Brian Neilson, director of research at BMI-TechKnowledge, says considering it took Cell C a decade to achieve a market share of just 10% Telkom’s plans would appear to be a stretch.
However, he says there have been cases elsewhere in the world where a new entrant has jumped its way up the market-share ladder.
“It is possible, but it would be highly unusual, and typically occurs because one of the other players slips up badly or fails to secure investment funding, whereas the new entrant has deep pockets and very effective marketing,” he says.
Neilson says Telkom needs to do something “earth-shattering” to achieve its 12%-15% target. “However, it is a good psychological flag on the hill for them to charge,” he says.
World Wide Worx MD Arthur Goldstuck has a different view. He says 8ta’s target is “entirely feasible”.
“Cell C did take a while, but they have achieved 10% and with far fewer resources than Telkom will have at its disposal,” he says.
Goldstuck says if the company were only to convince its fixed-line customer base to use its mobile offering, it would already have more than 10% of the market.
However, he says 8ta will have to ramp up its marketing effort to entice customers onto its mobile network.
Goldstuck describes 8ta’s tariffs as “good” but says Telkom could have been more aggressive. “It was a bit timid in its SMS pricing. I would have liked to have seen something bolder, as low as 20c even,” he says.
It costs 50c to send an SMS on 8ta, but if a user sends five messages on a day, they will receive another 50 free for use that same day.
In voice tariffs, 8ta’s voice rates stack up quite well next to its rivals. Mobile-to-mobile calls cost R1,50/minute at any time of the day; calls to fixed lines are 65c, much lower than on other networks.

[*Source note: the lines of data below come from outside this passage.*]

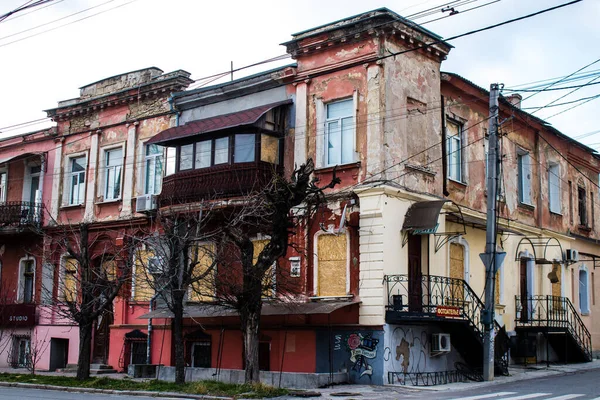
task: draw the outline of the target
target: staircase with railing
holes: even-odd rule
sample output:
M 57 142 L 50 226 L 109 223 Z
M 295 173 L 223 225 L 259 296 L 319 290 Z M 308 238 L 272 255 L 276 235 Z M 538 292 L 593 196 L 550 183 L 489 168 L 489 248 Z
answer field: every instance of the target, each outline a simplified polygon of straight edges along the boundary
M 484 304 L 463 279 L 435 275 L 386 275 L 386 322 L 435 322 L 452 337 L 452 345 L 474 369 L 482 365 Z M 508 374 L 508 337 L 494 321 L 496 372 Z
M 561 361 L 591 361 L 592 336 L 567 297 L 516 296 L 517 333 L 543 333 Z

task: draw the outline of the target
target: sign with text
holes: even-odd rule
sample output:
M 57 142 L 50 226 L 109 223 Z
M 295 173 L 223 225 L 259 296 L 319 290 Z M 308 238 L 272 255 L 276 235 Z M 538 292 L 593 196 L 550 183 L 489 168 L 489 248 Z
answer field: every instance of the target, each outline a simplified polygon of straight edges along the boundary
M 0 326 L 20 328 L 35 326 L 35 304 L 0 305 Z
M 462 311 L 460 307 L 437 306 L 435 315 L 444 318 L 460 318 L 462 317 Z

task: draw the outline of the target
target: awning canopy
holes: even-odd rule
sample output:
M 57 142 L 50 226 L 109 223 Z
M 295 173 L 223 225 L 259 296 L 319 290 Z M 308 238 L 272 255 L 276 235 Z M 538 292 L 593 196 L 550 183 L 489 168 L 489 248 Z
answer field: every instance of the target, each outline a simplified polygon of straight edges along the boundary
M 451 204 L 442 211 L 446 203 Z M 446 220 L 451 220 L 460 225 L 462 229 L 439 232 L 438 219 L 441 214 L 446 217 Z M 465 233 L 465 222 L 458 204 L 451 200 L 418 201 L 408 208 L 404 216 L 402 247 L 408 243 L 409 235 L 434 235 L 435 252 L 437 253 L 444 244 Z
M 449 200 L 418 201 L 411 205 L 404 217 L 403 231 L 434 233 L 442 207 Z
M 311 315 L 331 314 L 344 307 L 350 307 L 358 302 L 352 301 L 326 301 L 314 303 L 268 303 L 263 304 L 261 315 Z M 237 317 L 238 313 L 232 309 L 213 305 L 189 305 L 183 311 L 184 318 L 214 318 L 214 317 Z M 160 308 L 146 313 L 139 319 L 148 318 L 173 318 L 173 313 L 166 308 Z
M 167 145 L 175 140 L 190 136 L 196 136 L 208 132 L 216 132 L 224 129 L 248 126 L 256 123 L 267 111 L 285 104 L 291 104 L 292 100 L 280 101 L 266 104 L 264 106 L 250 108 L 235 113 L 218 115 L 216 117 L 190 121 L 181 126 L 166 129 L 156 136 L 150 138 L 147 144 Z

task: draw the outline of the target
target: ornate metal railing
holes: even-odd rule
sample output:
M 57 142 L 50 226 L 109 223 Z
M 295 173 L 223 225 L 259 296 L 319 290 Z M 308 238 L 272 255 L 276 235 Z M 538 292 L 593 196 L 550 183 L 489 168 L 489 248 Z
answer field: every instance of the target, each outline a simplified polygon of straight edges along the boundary
M 586 358 L 592 359 L 592 335 L 567 297 L 516 296 L 515 316 L 517 327 L 567 330 L 583 350 Z
M 42 204 L 29 201 L 0 203 L 0 227 L 39 227 L 42 224 Z
M 485 306 L 475 291 L 464 279 L 446 276 L 421 275 L 409 279 L 408 275 L 386 275 L 384 277 L 388 293 L 387 309 L 407 316 L 435 316 L 438 308 L 458 310 L 458 318 L 466 321 L 483 343 L 484 325 L 481 312 Z M 494 321 L 498 332 L 504 332 Z M 508 337 L 496 336 L 496 367 L 508 373 Z
M 165 177 L 159 203 L 163 207 L 248 194 L 263 189 L 280 171 L 277 165 L 259 161 L 177 172 Z

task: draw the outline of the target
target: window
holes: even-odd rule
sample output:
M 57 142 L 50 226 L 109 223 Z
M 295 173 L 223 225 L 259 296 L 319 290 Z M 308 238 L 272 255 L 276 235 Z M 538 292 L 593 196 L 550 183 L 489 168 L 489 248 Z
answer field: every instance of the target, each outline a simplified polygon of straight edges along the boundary
M 179 170 L 185 171 L 194 166 L 194 145 L 186 144 L 179 148 Z
M 229 138 L 215 139 L 215 162 L 214 164 L 226 164 L 229 162 Z
M 457 182 L 463 182 L 462 126 L 454 121 L 447 121 L 446 131 L 448 133 L 446 145 L 448 178 Z
M 35 283 L 35 260 L 33 258 L 21 259 L 20 266 L 19 299 L 22 303 L 33 302 Z
M 550 164 L 548 167 L 548 199 L 550 200 L 550 212 L 561 214 L 560 166 L 558 164 Z
M 579 206 L 579 225 L 587 226 L 587 209 L 586 209 L 586 196 L 585 188 L 577 186 L 577 204 Z
M 279 139 L 265 135 L 260 135 L 260 160 L 271 164 L 279 164 Z
M 212 157 L 212 140 L 204 140 L 196 143 L 196 159 L 195 168 L 210 167 L 210 159 Z
M 256 135 L 253 133 L 235 135 L 233 157 L 236 163 L 254 161 L 255 138 Z
M 62 299 L 72 303 L 77 300 L 77 260 L 65 258 L 62 275 Z
M 83 204 L 85 201 L 85 156 L 69 160 L 69 205 Z
M 121 173 L 123 169 L 123 149 L 121 147 L 105 152 L 106 177 L 104 201 L 121 198 Z
M 517 154 L 517 177 L 519 202 L 531 205 L 531 156 L 527 152 Z
M 319 234 L 316 260 L 317 296 L 348 294 L 348 241 L 346 234 Z
M 579 311 L 582 314 L 590 312 L 588 286 L 587 270 L 581 267 L 579 269 Z
M 6 172 L 0 172 L 0 203 L 6 201 L 6 189 L 8 189 Z
M 326 105 L 325 164 L 347 164 L 354 161 L 354 100 Z
M 163 148 L 156 144 L 146 146 L 144 194 L 159 194 L 162 187 Z

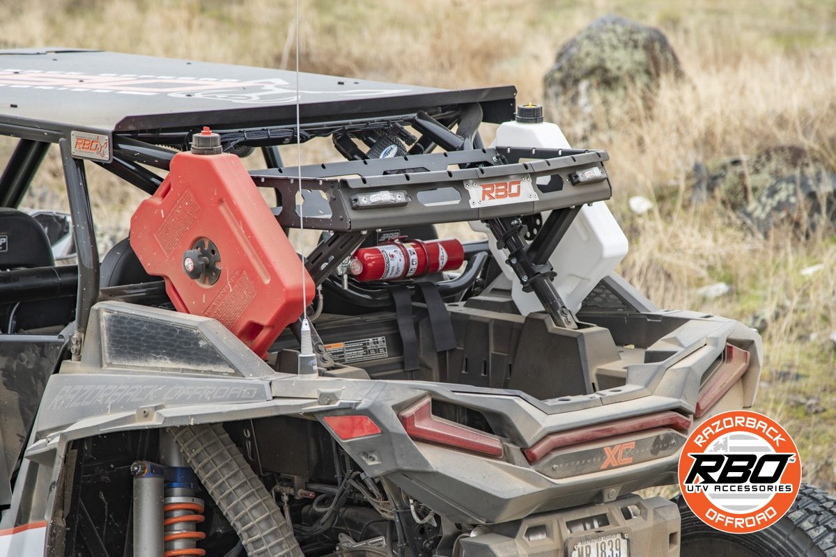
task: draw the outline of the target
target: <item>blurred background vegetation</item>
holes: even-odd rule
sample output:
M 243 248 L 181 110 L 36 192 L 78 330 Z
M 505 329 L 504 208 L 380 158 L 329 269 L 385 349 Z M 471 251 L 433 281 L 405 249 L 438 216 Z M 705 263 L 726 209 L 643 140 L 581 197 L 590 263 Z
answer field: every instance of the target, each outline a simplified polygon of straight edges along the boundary
M 754 409 L 793 436 L 805 479 L 836 488 L 833 226 L 787 223 L 762 233 L 721 190 L 690 201 L 697 162 L 793 145 L 828 172 L 836 169 L 836 2 L 300 0 L 300 7 L 303 71 L 451 89 L 512 84 L 520 102 L 542 102 L 558 48 L 595 18 L 615 13 L 659 28 L 685 78 L 663 78 L 652 111 L 628 106 L 629 118 L 585 133 L 571 110 L 553 114 L 573 146 L 609 151 L 609 205 L 631 242 L 619 271 L 660 306 L 757 327 L 766 365 Z M 293 69 L 295 13 L 293 0 L 4 0 L 0 46 Z M 44 179 L 59 187 L 58 167 Z M 94 187 L 95 210 L 125 229 L 133 198 Z M 643 214 L 629 208 L 639 195 L 651 202 Z M 725 295 L 700 293 L 718 282 L 729 286 Z

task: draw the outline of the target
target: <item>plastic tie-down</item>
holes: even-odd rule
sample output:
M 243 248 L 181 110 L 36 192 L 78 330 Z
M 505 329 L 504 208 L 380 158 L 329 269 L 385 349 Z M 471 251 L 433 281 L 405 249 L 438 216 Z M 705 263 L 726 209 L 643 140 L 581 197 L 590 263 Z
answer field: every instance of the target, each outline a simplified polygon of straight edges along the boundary
M 131 218 L 130 245 L 177 311 L 217 319 L 261 357 L 316 291 L 234 154 L 175 154 Z

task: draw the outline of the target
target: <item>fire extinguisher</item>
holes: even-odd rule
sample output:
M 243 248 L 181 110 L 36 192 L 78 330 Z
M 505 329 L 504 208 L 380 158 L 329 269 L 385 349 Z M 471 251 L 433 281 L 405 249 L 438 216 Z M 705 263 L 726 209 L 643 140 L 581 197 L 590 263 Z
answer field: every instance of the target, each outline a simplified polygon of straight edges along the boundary
M 454 238 L 430 241 L 396 239 L 354 251 L 349 273 L 362 282 L 399 281 L 457 269 L 464 260 L 461 242 Z

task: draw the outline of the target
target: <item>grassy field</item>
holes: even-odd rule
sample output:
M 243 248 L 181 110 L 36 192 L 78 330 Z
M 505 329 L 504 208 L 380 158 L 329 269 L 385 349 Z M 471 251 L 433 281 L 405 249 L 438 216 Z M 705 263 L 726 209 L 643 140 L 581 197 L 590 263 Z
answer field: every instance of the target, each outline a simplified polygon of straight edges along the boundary
M 294 13 L 295 2 L 276 0 L 6 0 L 0 42 L 292 68 Z M 537 102 L 558 48 L 605 13 L 660 28 L 686 76 L 661 84 L 652 114 L 635 111 L 582 144 L 571 114 L 558 122 L 575 146 L 610 153 L 610 206 L 631 241 L 619 271 L 661 306 L 768 317 L 755 409 L 793 434 L 805 479 L 833 490 L 833 228 L 763 236 L 721 200 L 687 199 L 696 161 L 793 144 L 836 168 L 836 2 L 303 0 L 301 68 L 450 88 L 513 84 L 520 101 Z M 645 215 L 628 209 L 637 195 L 655 201 Z M 132 201 L 102 199 L 110 205 L 97 210 L 124 223 Z M 731 293 L 697 294 L 718 281 Z

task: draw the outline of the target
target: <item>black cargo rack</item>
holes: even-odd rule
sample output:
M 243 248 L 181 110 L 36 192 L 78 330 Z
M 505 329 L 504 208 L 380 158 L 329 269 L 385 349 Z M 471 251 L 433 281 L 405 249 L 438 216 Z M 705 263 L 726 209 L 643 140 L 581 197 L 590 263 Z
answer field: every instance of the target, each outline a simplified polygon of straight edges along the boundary
M 482 149 L 250 174 L 257 185 L 276 190 L 282 225 L 346 231 L 484 220 L 601 201 L 612 195 L 604 168 L 609 159 L 603 150 Z M 578 180 L 579 172 L 595 168 L 600 171 Z M 298 205 L 300 175 L 304 200 Z

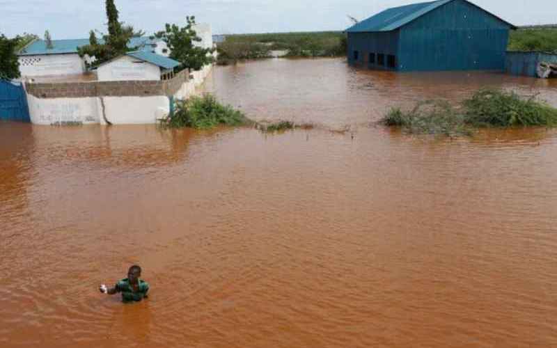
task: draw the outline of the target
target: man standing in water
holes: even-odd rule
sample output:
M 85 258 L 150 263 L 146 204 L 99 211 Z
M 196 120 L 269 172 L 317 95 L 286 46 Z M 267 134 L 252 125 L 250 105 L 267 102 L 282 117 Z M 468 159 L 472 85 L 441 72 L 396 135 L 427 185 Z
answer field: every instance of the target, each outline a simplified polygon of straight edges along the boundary
M 107 289 L 106 285 L 102 285 L 99 290 L 103 294 L 109 295 L 120 292 L 123 302 L 139 301 L 147 298 L 147 292 L 149 291 L 149 284 L 139 279 L 141 276 L 141 267 L 134 265 L 127 271 L 127 278 L 116 283 L 114 287 Z

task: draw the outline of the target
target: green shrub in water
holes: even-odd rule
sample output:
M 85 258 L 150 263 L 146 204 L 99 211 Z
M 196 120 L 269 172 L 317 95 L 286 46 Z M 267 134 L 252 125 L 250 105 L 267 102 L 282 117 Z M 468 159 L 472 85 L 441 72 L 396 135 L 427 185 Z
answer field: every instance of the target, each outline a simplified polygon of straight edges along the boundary
M 483 89 L 465 100 L 465 121 L 476 127 L 554 126 L 557 109 L 514 92 Z
M 382 120 L 382 123 L 401 127 L 409 133 L 418 134 L 453 136 L 471 133 L 464 122 L 462 115 L 444 102 L 422 102 L 409 111 L 393 109 Z
M 241 111 L 229 105 L 220 104 L 217 98 L 209 94 L 178 101 L 173 114 L 162 121 L 166 127 L 196 129 L 208 129 L 221 125 L 240 126 L 249 123 L 249 120 Z
M 458 108 L 446 102 L 425 102 L 409 111 L 392 109 L 381 122 L 412 134 L 471 135 L 473 127 L 554 127 L 557 109 L 514 92 L 482 89 Z
M 278 123 L 272 123 L 264 128 L 265 132 L 279 132 L 287 129 L 293 129 L 294 122 L 290 121 L 281 121 Z

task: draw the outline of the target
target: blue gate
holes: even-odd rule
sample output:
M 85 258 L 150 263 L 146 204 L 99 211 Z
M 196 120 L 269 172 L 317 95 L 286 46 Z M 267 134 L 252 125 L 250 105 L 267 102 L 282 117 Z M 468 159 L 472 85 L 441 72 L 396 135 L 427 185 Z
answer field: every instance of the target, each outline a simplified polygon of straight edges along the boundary
M 0 79 L 0 120 L 31 122 L 27 96 L 20 83 Z

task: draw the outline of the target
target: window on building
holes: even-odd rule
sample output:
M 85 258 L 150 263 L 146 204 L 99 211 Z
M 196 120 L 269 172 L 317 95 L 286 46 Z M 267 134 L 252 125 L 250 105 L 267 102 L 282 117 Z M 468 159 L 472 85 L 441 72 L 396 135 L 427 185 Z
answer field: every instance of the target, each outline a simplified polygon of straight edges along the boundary
M 377 64 L 381 66 L 385 66 L 385 55 L 382 53 L 377 54 Z
M 387 66 L 392 68 L 396 68 L 396 57 L 395 56 L 391 54 L 387 56 Z

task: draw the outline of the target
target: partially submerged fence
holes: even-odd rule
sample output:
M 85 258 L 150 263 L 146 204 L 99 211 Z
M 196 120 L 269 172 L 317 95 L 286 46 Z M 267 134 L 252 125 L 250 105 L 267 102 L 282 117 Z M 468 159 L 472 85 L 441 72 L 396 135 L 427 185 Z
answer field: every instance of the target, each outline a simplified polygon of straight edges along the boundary
M 0 79 L 0 120 L 31 121 L 27 97 L 22 84 Z

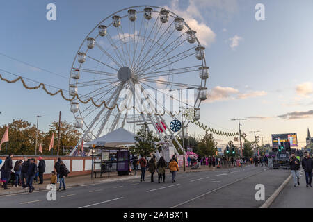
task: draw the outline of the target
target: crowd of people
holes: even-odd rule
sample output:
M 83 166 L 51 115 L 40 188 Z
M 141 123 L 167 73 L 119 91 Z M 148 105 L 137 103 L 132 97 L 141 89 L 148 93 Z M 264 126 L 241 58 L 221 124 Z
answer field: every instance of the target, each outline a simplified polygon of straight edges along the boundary
M 160 183 L 166 180 L 166 167 L 168 166 L 168 168 L 172 173 L 172 182 L 176 182 L 176 173 L 179 170 L 178 166 L 178 161 L 175 155 L 173 155 L 168 164 L 166 163 L 163 157 L 161 157 L 158 162 L 156 162 L 156 156 L 154 155 L 150 158 L 149 161 L 147 160 L 145 157 L 142 157 L 139 160 L 136 156 L 133 159 L 132 162 L 133 167 L 135 171 L 135 175 L 137 174 L 137 171 L 139 166 L 141 166 L 141 182 L 145 181 L 145 175 L 147 169 L 151 174 L 151 182 L 154 182 L 154 173 L 158 173 L 158 182 Z
M 8 185 L 11 184 L 12 186 L 17 187 L 22 186 L 22 189 L 29 189 L 29 193 L 32 193 L 35 190 L 33 183 L 38 182 L 38 177 L 40 180 L 38 184 L 43 183 L 43 175 L 46 169 L 45 160 L 39 157 L 37 165 L 34 158 L 24 157 L 24 160 L 17 160 L 13 167 L 13 154 L 9 154 L 1 168 L 1 187 L 10 189 Z M 54 169 L 55 171 L 51 171 L 50 183 L 56 185 L 60 182 L 58 191 L 61 191 L 62 185 L 63 190 L 66 190 L 65 177 L 67 176 L 70 171 L 61 158 L 58 158 Z

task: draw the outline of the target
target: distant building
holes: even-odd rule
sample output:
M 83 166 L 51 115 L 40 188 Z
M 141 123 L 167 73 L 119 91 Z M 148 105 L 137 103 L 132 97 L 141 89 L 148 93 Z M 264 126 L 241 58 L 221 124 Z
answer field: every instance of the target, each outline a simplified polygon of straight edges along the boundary
M 310 134 L 309 128 L 307 128 L 307 137 L 306 139 L 307 147 L 310 146 L 313 144 L 313 137 L 311 137 L 311 135 Z

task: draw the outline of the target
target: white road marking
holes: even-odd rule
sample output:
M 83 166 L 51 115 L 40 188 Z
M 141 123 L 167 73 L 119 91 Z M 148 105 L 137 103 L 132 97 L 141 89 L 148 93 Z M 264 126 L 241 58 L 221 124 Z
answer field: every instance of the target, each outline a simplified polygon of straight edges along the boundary
M 160 187 L 160 188 L 157 188 L 157 189 L 150 189 L 150 190 L 147 190 L 146 191 L 146 192 L 151 192 L 151 191 L 154 191 L 156 190 L 159 190 L 159 189 L 165 189 L 165 188 L 168 188 L 168 187 L 172 187 L 174 186 L 178 186 L 180 185 L 180 183 L 177 183 L 177 185 L 170 185 L 170 186 L 167 186 L 167 187 Z
M 97 192 L 97 191 L 101 191 L 103 189 L 96 189 L 96 190 L 92 190 L 91 191 L 89 191 L 89 193 L 93 193 L 93 192 Z
M 227 173 L 218 174 L 218 175 L 216 175 L 216 176 L 224 176 L 224 175 L 227 175 Z
M 113 188 L 120 188 L 120 187 L 123 187 L 123 186 L 114 187 Z
M 61 196 L 61 197 L 67 197 L 67 196 L 74 196 L 76 194 L 68 194 L 68 195 L 65 195 L 65 196 Z
M 235 183 L 235 182 L 239 182 L 239 181 L 241 181 L 241 180 L 243 180 L 246 179 L 246 178 L 250 178 L 250 177 L 251 177 L 251 176 L 252 176 L 259 174 L 259 173 L 262 173 L 262 172 L 264 172 L 264 171 L 259 171 L 259 172 L 257 172 L 257 173 L 253 173 L 253 174 L 252 174 L 252 175 L 249 175 L 249 176 L 246 176 L 246 177 L 244 177 L 244 178 L 241 178 L 241 179 L 236 180 L 235 180 L 235 181 L 234 181 L 234 182 L 227 183 L 227 184 L 224 185 L 223 185 L 223 186 L 220 186 L 220 187 L 218 187 L 218 188 L 216 188 L 216 189 L 210 190 L 209 191 L 207 191 L 207 193 L 204 193 L 204 194 L 203 194 L 197 196 L 196 197 L 194 197 L 194 198 L 191 198 L 191 199 L 190 199 L 190 200 L 188 200 L 184 201 L 184 202 L 182 202 L 182 203 L 179 203 L 179 204 L 177 204 L 177 205 L 175 205 L 175 206 L 171 207 L 170 208 L 175 208 L 175 207 L 177 207 L 180 206 L 180 205 L 182 205 L 186 204 L 186 203 L 189 203 L 189 202 L 191 202 L 191 201 L 195 200 L 196 200 L 196 199 L 198 199 L 198 198 L 200 198 L 200 197 L 202 197 L 202 196 L 206 196 L 206 195 L 207 195 L 207 194 L 211 194 L 211 193 L 213 193 L 213 192 L 214 192 L 214 191 L 218 191 L 218 190 L 219 190 L 219 189 L 222 189 L 222 188 L 224 188 L 224 187 L 227 187 L 227 186 L 229 186 L 229 185 L 232 185 L 232 184 L 234 184 L 234 183 Z
M 26 204 L 26 203 L 35 203 L 35 202 L 39 202 L 39 201 L 42 201 L 42 200 L 33 200 L 33 201 L 29 201 L 29 202 L 23 202 L 23 203 L 20 203 L 19 204 Z
M 207 179 L 207 178 L 209 178 L 209 176 L 207 176 L 206 178 L 199 178 L 199 179 L 192 180 L 190 180 L 190 182 L 194 182 L 194 181 L 200 180 Z
M 120 199 L 122 199 L 122 198 L 123 198 L 123 197 L 119 197 L 118 198 L 115 198 L 115 199 L 109 200 L 106 200 L 106 201 L 103 201 L 103 202 L 100 202 L 100 203 L 93 203 L 93 204 L 90 204 L 89 205 L 80 207 L 79 208 L 85 208 L 85 207 L 88 207 L 95 206 L 95 205 L 99 205 L 102 203 L 111 202 L 111 201 L 114 201 L 114 200 L 120 200 Z

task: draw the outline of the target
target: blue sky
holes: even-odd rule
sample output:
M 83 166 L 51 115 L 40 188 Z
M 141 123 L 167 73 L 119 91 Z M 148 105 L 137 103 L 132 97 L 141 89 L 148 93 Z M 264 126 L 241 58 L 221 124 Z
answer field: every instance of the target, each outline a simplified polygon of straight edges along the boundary
M 46 19 L 46 6 L 50 3 L 56 6 L 56 21 Z M 265 6 L 264 21 L 255 19 L 258 3 Z M 210 77 L 209 99 L 201 105 L 201 122 L 218 130 L 236 131 L 238 124 L 231 119 L 251 117 L 243 122 L 248 139 L 252 138 L 251 130 L 261 131 L 259 135 L 266 137 L 264 142 L 272 133 L 297 133 L 299 146 L 305 145 L 307 128 L 313 132 L 310 0 L 131 1 L 131 5 L 129 1 L 3 1 L 0 69 L 67 89 L 72 62 L 89 31 L 109 15 L 138 5 L 166 6 L 186 16 L 185 20 L 195 19 L 194 29 L 204 27 L 198 33 L 207 46 Z M 205 33 L 207 28 L 211 33 Z M 74 120 L 69 103 L 60 96 L 50 96 L 41 89 L 30 91 L 20 83 L 2 81 L 0 94 L 1 124 L 19 118 L 35 123 L 35 116 L 40 114 L 40 128 L 47 129 L 58 119 L 60 110 L 62 119 Z M 189 133 L 203 133 L 194 126 Z M 231 138 L 216 139 L 223 146 Z

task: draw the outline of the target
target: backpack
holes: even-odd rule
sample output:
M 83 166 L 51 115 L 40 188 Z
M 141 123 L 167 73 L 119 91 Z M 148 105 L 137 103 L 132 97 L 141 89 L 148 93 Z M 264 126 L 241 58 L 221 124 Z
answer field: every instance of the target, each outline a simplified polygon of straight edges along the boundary
M 19 161 L 15 162 L 15 164 L 14 165 L 14 171 L 15 172 L 19 171 Z

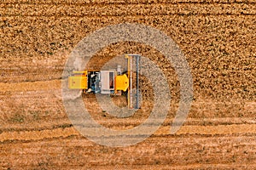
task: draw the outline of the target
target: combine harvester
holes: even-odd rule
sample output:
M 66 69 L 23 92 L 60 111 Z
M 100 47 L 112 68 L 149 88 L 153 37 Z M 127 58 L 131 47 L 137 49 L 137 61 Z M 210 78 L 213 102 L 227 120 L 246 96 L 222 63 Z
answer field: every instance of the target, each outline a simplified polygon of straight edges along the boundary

Cell C has the closest rate to 8ta, offering a flat rate of R1,50 across all networks and all times. But Cell C doesn’t offer reduced rates to fixed lines.
Telkom has one other trick up its sleeve: every time an 8ta customer receives a call, they are given free airtime. So, if an 8ta client receives a three-minute call, they’ll receive one minute of free airtime.
Consumers have generally praised the voice rates on offer. But 8ta’s data rates have received a less favourable welcome.
Though consumers appear to be impressed with the R1/MB prepaid data rate (it’s R2/MB on other mobile networks), Telkom has been criticised for not being as aggressive in in-bundle data rates. For purchases of more than 1GB, the rate is 25c/MB.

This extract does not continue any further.